LA Times’ yellowcake “scoop” comes more than two years after I proved the same thing; also, mice are no match for con men Bush and Blair
In the previous post I noted how the NBA has finally figured out something that I figured out and wrote about years earlier. Well, on a somewhat more serious matter — tricking the American public into supporting an unnecessary war — last Friday (Feb 17) the Los Angeles Times revealed something that I proved in this Oct 2003 essay. To wit, that public, pre-war statements by the U.S. and British governments that Iraq was pursuing uranium from Africa or, more specifically, from Niger, were all based on forged documents or summaries of those forgeries. Other bits of equally worthless “evidence” being passed around by various intel agencies prior to the war simply didn’t support the 2002 claim by the Brits that Iraq was pursuing “significant quantities” of African uranium. And that claim — which the Brits sometimes presented as a claim, sometimes as a fact, and sometimes as an entirely different fact (an early draft of the Brits’ Iraq WMD “dossier” stated that they knew for a fact that uranium ore had not merely been sought, but bought!) — was the basis for Bush’s false statement in the 2003 State of the Union address about what the Brits’ had “learned.”

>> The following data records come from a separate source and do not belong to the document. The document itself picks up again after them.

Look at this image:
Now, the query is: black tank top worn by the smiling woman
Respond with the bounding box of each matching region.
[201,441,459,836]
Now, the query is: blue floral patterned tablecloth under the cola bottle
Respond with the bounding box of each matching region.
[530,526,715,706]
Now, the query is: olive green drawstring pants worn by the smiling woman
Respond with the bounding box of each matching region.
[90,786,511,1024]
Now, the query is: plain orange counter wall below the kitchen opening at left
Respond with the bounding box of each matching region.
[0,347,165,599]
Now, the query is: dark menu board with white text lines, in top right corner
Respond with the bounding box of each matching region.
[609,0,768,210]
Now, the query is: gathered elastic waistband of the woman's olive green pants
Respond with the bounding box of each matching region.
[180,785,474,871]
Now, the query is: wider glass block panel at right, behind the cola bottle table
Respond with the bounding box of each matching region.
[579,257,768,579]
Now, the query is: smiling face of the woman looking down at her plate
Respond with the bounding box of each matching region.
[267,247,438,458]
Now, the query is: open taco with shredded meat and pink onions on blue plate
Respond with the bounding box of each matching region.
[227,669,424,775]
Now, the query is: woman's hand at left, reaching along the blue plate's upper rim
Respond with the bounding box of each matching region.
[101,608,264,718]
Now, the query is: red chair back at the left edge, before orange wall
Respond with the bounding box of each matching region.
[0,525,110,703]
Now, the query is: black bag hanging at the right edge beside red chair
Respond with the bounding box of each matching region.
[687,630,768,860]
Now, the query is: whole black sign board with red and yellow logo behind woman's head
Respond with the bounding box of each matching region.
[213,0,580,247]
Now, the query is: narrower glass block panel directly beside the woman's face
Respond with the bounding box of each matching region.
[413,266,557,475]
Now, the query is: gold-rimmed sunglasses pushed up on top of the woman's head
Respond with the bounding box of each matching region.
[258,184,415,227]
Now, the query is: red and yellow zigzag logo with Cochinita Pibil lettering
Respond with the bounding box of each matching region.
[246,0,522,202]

Incidentally, while much attention was belatedly paid to that now-infamous 16-word sentence, to fully appreciate the deceitful nature of the Bush team, you need to examine the entire paragraph that included those 16 words. I did so in my pre-war writings, and then in greater depth in the summer of 2003, after the yellowcake poop hit the fan, in this essay.
My politics aren’t that different from Tony Blair’s, but it’s hard to like someone so unscrupulous. As with Bush over here, in the run-up to war he repeatedly claimed to know for a fact things about Iraq and WMD he couldn’t possibly KNOW. Even when his intel chief told him that certain juicy info came from new Iraqi informants of unknown reliability — info that contradicted what the Brits were hearing from longer-term informants with a pretty good track record — Blair pretended publicly that the juicy but unconfirmed stuff was rock solid.

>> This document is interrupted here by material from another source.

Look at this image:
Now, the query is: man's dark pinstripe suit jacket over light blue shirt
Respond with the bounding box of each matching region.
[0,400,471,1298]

The LAT’s Drogin and Hamburger show how the will to believe — or, more likely, the willingness to pretend you believe — made this The Story That Would Not Die. No matter how many times honest intelligence officials in France and elsewhere sought to reassure various U.S. officials that uranium had not been diverted from the Nigerien mines France operated, and that there was no worthwhile evidence even of Iraqi interest in Nigerien uranium, the tale kept being revived. And not just by the bogeymen of so many of my liberal bretheren, Cheney and Rumsfeld. Powell peddled it in a major speech BEFORE Bush’s State of the Union address, and his State Dept put it in a so-called “Fact Sheet” in Dec. 2002.
The reason The Story That Would Not Die lived on is that the various truth-tellers were speaking up only in private. If any number of US and foreign officials who knew early on just how flimsy or even worthless the evidence was had said so publicly — had put their name, face, title and expertise on the line and said what they knew about the uranium tale — Bush, Blair and Powell would have had to sheepishly abandon that very scary propaganda theme. But on this and quite a few other pre-war issues, those in the know would not step forward. I addressed this phenomenon in 2003 in an essay called Of Mice and (Con) Men.

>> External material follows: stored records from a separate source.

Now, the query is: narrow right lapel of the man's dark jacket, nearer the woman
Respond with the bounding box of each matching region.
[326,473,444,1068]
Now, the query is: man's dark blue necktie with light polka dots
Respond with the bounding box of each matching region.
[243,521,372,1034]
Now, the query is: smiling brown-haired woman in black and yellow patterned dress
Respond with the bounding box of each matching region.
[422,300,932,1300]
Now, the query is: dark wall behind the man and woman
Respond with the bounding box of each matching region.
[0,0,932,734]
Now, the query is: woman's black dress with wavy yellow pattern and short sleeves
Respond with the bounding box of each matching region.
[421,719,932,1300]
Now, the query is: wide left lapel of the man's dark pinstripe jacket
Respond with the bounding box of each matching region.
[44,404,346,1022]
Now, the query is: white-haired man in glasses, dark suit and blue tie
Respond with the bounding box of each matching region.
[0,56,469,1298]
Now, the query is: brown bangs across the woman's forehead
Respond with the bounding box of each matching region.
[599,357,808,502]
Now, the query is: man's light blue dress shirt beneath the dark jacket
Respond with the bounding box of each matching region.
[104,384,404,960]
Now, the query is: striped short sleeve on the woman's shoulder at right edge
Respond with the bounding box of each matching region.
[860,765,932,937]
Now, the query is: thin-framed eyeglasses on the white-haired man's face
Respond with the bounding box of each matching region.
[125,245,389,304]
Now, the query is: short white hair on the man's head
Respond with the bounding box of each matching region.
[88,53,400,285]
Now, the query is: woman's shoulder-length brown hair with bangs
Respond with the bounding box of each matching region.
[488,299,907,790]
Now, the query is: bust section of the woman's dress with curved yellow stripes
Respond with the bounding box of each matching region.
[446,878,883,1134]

Respected figures from State, such as Richard Haass, and the CIA, such as Paul Pillar, stepped forward at some point after the Iraq war was launched to say that long before the Fall 2002 congressional debate, it had been made clear to them that Bush had already made up his mind to invade. (Haass got that word from Condi Rice around July 2002.) Yet they kept quiet as Bush assured the nation again and again that he had not made up his mind, that war should only be a last resort, and that he was quite willing to give diplomacy and inspections a fair chance. Haass, Pillar and others thus believed that Bush was misrepresenting his state of mind on a question of war and peace. If they had spoken up, if Congress had known Bush had made up his mind and was going to the U.N. for inspections partly as a ruse and partly to give cover to Tony Blair, we would have had an entirely different debate. Congress and the public would have known not simply that Bush was intent on war, but that he had been deceiving us on that critical matter. Could he have gotten a congressional authorization for the use of force under THOSE circumstances? I doubt it. So why are Haass, Pillar and their ilk continued to be thought of as respectable?